Letter from the Chief Inspector of General Practice
This practice is rated as Requires Improvement overall.
The practice had been previously inspected on 19 November 2014 when it was rated as Good overall.
The key questions are rated as:
Are services safe? – Good
Are services effective? – Good
Are services caring? – Requires Improvement
Are services responsive? – Requires Improvement
Are services well-led? - Good
As part of our inspection process, we also look at the quality of care for specific population groups. The population groups are rated as:
Older People – Requires Improvement
People with long-term conditions – Requires Improvement
Families, children and young people – Requires Improvement
Working age people (including those recently retired and students – Requires Improvement
People whose circumstances may make them vulnerable – Requires Improvement
People experiencing poor mental health (including people with dementia) - Requires Improvement
We carried out an announced comprehensive inspection at The Bradford Moor Practice on 8 December 2017. The inspection was carried out as part of our inspection programme.

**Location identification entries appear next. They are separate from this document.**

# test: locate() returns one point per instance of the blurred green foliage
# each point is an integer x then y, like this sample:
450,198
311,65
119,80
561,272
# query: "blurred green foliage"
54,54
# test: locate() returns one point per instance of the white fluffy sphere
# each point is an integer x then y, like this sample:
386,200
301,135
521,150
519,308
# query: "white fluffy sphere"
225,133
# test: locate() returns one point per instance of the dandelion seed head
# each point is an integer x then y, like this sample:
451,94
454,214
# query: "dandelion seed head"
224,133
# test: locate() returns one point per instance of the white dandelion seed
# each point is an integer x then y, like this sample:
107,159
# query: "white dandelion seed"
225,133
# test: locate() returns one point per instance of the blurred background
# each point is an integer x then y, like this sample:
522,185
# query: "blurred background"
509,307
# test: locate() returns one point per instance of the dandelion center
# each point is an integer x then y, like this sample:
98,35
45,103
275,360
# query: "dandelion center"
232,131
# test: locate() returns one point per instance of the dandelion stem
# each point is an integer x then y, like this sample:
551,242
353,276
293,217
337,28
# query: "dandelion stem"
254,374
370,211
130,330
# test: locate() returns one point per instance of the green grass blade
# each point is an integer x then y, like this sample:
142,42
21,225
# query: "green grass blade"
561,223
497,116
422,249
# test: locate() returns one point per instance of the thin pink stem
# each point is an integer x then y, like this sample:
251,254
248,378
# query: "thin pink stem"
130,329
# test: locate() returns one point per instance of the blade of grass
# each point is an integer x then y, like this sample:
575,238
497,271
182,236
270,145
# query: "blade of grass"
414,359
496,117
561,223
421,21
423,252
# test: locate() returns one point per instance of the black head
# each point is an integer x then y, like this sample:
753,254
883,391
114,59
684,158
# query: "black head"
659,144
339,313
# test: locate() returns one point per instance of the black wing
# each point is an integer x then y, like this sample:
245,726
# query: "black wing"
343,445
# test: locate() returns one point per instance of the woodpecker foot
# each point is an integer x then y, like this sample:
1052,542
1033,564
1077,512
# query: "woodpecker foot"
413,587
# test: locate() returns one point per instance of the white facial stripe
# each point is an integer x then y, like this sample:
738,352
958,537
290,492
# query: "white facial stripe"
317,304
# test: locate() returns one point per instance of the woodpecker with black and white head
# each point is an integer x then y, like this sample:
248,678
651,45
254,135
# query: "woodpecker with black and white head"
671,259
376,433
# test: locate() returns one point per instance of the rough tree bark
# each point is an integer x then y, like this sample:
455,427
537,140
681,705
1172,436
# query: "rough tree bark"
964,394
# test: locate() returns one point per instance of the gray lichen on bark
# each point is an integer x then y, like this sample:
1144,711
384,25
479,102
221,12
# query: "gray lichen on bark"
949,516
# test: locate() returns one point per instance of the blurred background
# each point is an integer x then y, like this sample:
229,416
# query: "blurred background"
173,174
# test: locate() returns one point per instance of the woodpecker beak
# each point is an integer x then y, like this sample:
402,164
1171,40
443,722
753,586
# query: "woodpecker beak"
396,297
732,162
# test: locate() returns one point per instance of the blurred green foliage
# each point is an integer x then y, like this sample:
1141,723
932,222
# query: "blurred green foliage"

At this inspection we found:
-
The practice had clear systems to manage risk so that safety incidents were less likely to happen. When incidents did happen, the practice learned from them and improved their processes.
-
The practice routinely reviewed the effectiveness and appropriateness of the care it provided. It ensured that care and treatment was delivered according to evidence- based guidelines.
-
Levels of cervical screening amongst the practice population had been significantly improved by a targeted campaign.
-
Prescribing levels of antibiotics had been significantly reduced in line with local and national targets.
-
Staff across the whole team were kind and caring. Patients told us they were treated with compassion, dignity and respect.
-
Results from the national GP patient survey showed that the provider was performing significantly lower than the national average in terms of access and for consultations with clinical staff. The provider had drawn up a detailed action plan in response to this, however at the time of the inspection the impact of the changes proposed or made had not been fully assessed.
-
Patients who were receiving end of life care were identified by the provider and visited at home by the lead GP and practice nurse on a regular basis.
-
Patients sometimes found it difficult to access routine appointments. However, they told us that they were able to access urgent care when they needed it.
-
There was a strong focus on continuous learning and improvement at all levels of the organisation.
The areas where the provider should make improvements are:
-
Continue to improve the identification rates of carers from amongst the practice population.
-
Continue to review, act on and improve patient satisfaction in accessing services at the provider and in their interactions with clinical staff. Patient satisfaction in these areas was significantly below local and national averages.